Breakingviews: Amazon HQ2 meets NIMBY 2.0

by Breakingviews.

Every new arrival in New York City has a story to tell, whether it’s a sidewalk mugging or a fleecing by apartment brokers. Amazon is getting a bit of both. One month after picking New York for half of its second headquarters, the $810 billion e-commerce giant is already getting bashed by local politicians and unions.

Jeff Bezos’s firm stands to get as much as $3 billion in tax credits and grants for building its facility in the city. Most of those are offered under existing state and city programs and require the firm to meet or exceed its planned hiring of 25,000 workers. Yet many City Council members are fuming. At a hearing on Wednesday, they demanded to know why one of the world’s most-valuable companies needed such largesse.

Unlike Apple, which simply announced a $1 billion investment in a new Texas campus on Thursday, Amazon made itself a target with its year-long beauty contest for the so-called HQ2. Besides, the company has tended to get its way. Bezos was attracted to Seattle by Washington state’s low tax rates, and for years the company avoided collecting sales tax in states where it had no physical presence. In June Amazon successfully lobbied to nix the city’s plan for a homelessness tax. Three months later Bezos said he would donate $2 billion to combat destitution and build schools.

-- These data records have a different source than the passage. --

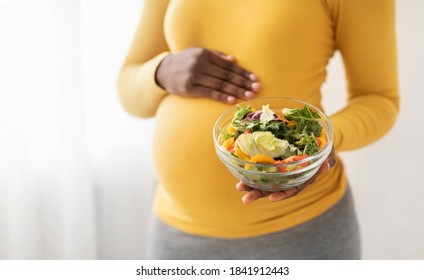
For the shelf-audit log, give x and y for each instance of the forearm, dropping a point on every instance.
(366, 119)
(138, 91)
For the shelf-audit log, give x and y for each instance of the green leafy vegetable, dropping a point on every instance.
(305, 113)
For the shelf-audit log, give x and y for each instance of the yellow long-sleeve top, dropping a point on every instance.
(288, 45)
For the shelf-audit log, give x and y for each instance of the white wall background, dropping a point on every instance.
(385, 177)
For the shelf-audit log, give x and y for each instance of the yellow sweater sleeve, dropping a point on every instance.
(138, 91)
(365, 37)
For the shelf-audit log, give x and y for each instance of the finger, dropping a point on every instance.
(277, 196)
(242, 187)
(328, 163)
(252, 196)
(230, 65)
(211, 93)
(234, 78)
(224, 87)
(224, 56)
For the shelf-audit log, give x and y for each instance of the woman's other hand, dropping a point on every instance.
(254, 194)
(199, 72)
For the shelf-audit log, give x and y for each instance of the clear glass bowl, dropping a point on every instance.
(273, 179)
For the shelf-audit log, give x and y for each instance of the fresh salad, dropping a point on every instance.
(262, 136)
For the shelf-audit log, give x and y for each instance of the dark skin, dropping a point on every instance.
(199, 72)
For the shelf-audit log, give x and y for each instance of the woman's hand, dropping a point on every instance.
(253, 194)
(198, 72)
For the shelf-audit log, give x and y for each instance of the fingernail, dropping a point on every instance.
(253, 77)
(256, 86)
(231, 99)
(230, 57)
(249, 94)
(277, 197)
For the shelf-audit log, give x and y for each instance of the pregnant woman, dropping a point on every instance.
(191, 60)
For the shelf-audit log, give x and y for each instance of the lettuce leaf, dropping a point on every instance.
(297, 114)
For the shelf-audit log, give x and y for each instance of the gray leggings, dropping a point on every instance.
(333, 235)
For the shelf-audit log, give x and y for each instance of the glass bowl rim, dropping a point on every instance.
(322, 152)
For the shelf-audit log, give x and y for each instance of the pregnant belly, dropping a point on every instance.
(184, 153)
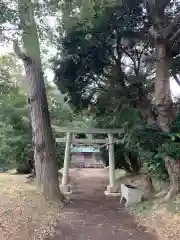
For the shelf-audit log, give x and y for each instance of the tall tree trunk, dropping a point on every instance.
(166, 112)
(44, 145)
(145, 108)
(162, 89)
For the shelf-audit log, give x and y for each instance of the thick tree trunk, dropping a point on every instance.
(166, 112)
(162, 88)
(44, 145)
(173, 168)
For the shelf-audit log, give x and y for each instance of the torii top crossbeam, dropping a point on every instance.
(86, 130)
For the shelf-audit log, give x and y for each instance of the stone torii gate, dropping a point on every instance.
(71, 139)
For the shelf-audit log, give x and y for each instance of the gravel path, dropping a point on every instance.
(91, 215)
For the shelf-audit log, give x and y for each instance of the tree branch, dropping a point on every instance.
(168, 31)
(164, 3)
(175, 36)
(19, 53)
(176, 79)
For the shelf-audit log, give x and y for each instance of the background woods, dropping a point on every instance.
(111, 64)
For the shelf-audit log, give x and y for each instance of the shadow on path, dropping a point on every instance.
(92, 216)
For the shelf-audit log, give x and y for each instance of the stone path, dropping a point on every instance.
(92, 216)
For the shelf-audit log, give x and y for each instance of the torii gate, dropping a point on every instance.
(70, 139)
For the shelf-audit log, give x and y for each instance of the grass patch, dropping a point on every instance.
(25, 213)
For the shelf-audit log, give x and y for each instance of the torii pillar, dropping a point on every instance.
(65, 187)
(112, 189)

Fortunately the enmity toward Amazon in New York is the kind that can be soothed with money, and the company has plenty. Its annual earnings are expected to double in two years, to a little over $20 billion. Giving back some or even all of its tax perks would help. It might also hand a symbolic victory to local politicians angry because they had no say in a deal negotiated by Mayor Bill de Blasio and state Governor Andrew Cuomo.

As Amazon’s scale grows, so will the cost of buying off opposition – simply because everyone knows the company can afford it. Bezos raised Amazon’s minimum wage in the United States to $15 an hour last month. Workers from Staten Island to Portugal have protested publicly about working conditions. As New York’s unofficial poet laureate Lou Reed said: “Little Joe never once gave it away, everybody had to pay and pay.”